From inside the flap

Secrets of a Summer Spy (Excerpt)

Amy's Return

Old lady Peet leaned over her back porch railing, parted the branches of the shrubbery directly above my head, and stared down at me.

"Stand up now, young lady. You can't sit out here in the bushes all night."

The juniper scratched my face as I straightened up, feeling very embarrassed at having been caught in the act of spying. "I'm sorry about running over your cat with my bike the other day," I stammered. "It was an accident, honest."

"Well, come inside and tell that to Tomcat," replied Mrs. Peet.

"I'd better not," I said, untangling my legs from the shrub. "It's late and I've got to get home."

"That may be," the old woman said, her voice stern. "But it would be very impolite not to apologize to Tomcat, now wouldn't it?" She opened the screen door and motioned me inside.

My stomach did a flip-flop, and I stood rooted to the spot, unable to make up my mind. Should I go in or take off running? Then I remembered how Jimmy said I was the bravest girl he knew. And how Amy had tricked him into walking her home, leaving me standing alone on the beach. Amy would never be daring enough to go into the old catlady's house, I reasoned. Here was my chance to impress Jimmy, and I was going to take it. I stepped up on the porch and walked past Mrs. Peet into the kitchen.
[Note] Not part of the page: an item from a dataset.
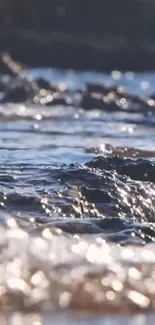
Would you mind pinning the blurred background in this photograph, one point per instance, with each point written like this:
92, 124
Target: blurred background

Amy Parrish, Jimmy Jackman, and I had spent our summers together on Harbor Island for as long as we could remember. Jimmy and I lived on the island year-round, but Amy and her parents only came to northern Michigan when school was out. The Parrishes lived four hours away by car in Detroit, where Amy's parents taught school. Mr. Parrish loved to fish, and Amy's mom liked to sketch by the lake, so a summer cottage on Harbor Island kept everyone happy.

All I could think about the last week of eighth grade was Amy's return. Nothing had prepared me for how much she had changed.

The day she arrived, we agreed to meet Jimmy at the rock and gravel pier, just like old times. When we were younger, Amy had said that we three were "as close as clams," and we had called ourselves the Clamdiggers ever since. Each summer, we toasted the group with a special ceremony at the pier.

Standing on the tip of the old stone pier, surrounded by miles and miles of choppy water, was like standing on the end of the world. The air tasted like wet sand, and the sharp breeze stung your face as it whipped in off the lake. If you looked to the west, you could see where Sandglass ended at the town of Northwood, with the Lutheran church tower sticking up above the trees. Looking straight across the water to the opposite shoreline, you could see a few blurry white dots that close up became the elaborate, Victorian-style cottages of Mallard's Landing--a resort for rich summer people. To the east, Sandglass looked endless, just like the ocean. Actually, it ran on for ten miles or so to where it ended in the Pere Marquette State Forest.

Amy and I were already at the tip of the pier when Jimmy showed up. He took a long, sideways glance at Amy and climbed the big, flat boulder that jutted out over the water. When he turned to look down on us, the breeze blew his shaggy blond hair into his eyes, and I sensed trouble.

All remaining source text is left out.